Shearwaters, between open sea and fragile nests
Shearwaters cross the open sea for months, following winds and currents. Every year they return to the same nest, in the same place, to lay a single egg and raise a single chick. They can live up to 50 years, but their survival is now threatened by several factors.
Among the main pressures reported are accidental capture with fishing gear, plastic pollution, invasive species and climate change. Their lives depend on an essential balance: sea, wind and safe nesting sites.
Bycatch and the risk to seabirds
During fishing activities, many shearwaters become trapped in nets or hooked on fishing lines. This is bycatch, an unintended capture that can prevent birds from returning to the surface. When an adult does not return to the nest, the chick often does not survive either.
For a long time, this phenomenon remained difficult to observe. Today, according to the Italian League for Bird Protection, the issue has been scientifically documented thanks to the work of volunteers who boarded fishing vessels to collect data, observe and describe what happens at sea.
Solutions tested with fishers
Lipu also reports the development of concrete solutions together with fishers. Among the tools mentioned are deterrent systems, such as buoys and colored strips applied to nets, designed to reduce accidental captures without stopping fishing activities.
According to the association, protecting shearwaters depends on scientific research and the use of tested, effective mitigation tools. The aim is to reduce risks for seabirds while maintaining dialogue with those who work at sea.
Data from the Pelagie Islands, Lazio and Campania
Bycatch is identified as one of the main threats to Mediterranean seabirds. The reported estimates indicate that around 200,000 seabirds are involved every year in Europe in accidental captures linked to fishing.
In Sicily, the Pelagie Islands host the second most important colony of Scopoli’s shearwater, with around 10,000 breeding pairs. The annual estimate ranges from 423 to 961 seabirds caught by drifting longline fishing alone, a system of lines with hundreds or thousands of hooks. Shearwaters are attracted by bait, swallow the hooks and remain trapped underwater.

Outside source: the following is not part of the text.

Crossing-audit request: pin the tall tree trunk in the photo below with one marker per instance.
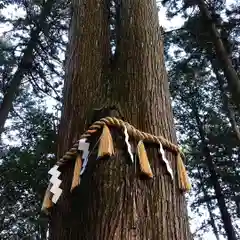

In the central Tyrrhenian Sea, between Lazio and Campania, more than 400 Yelkouan shearwaters were found dead in just 50 days along the coast in the spring of 2025. In this case, the problem is also linked to set nets, in which birds can become entangled while diving to feed and are unable to resurface.
A balance to protect in the Mediterranean
During monitoring activities, Lipu is sometimes able to intervene in time and free birds caught in fishing gear. These are valuable actions, but they are not enough to solve the problem.
Shearwaters remind us that birds do not belong only to the sky, but also to the sea. They skim it, follow it and inhabit it. Protecting them means safeguarding a fragile balance in the Mediterranean, often hidden but essential for biodiversity.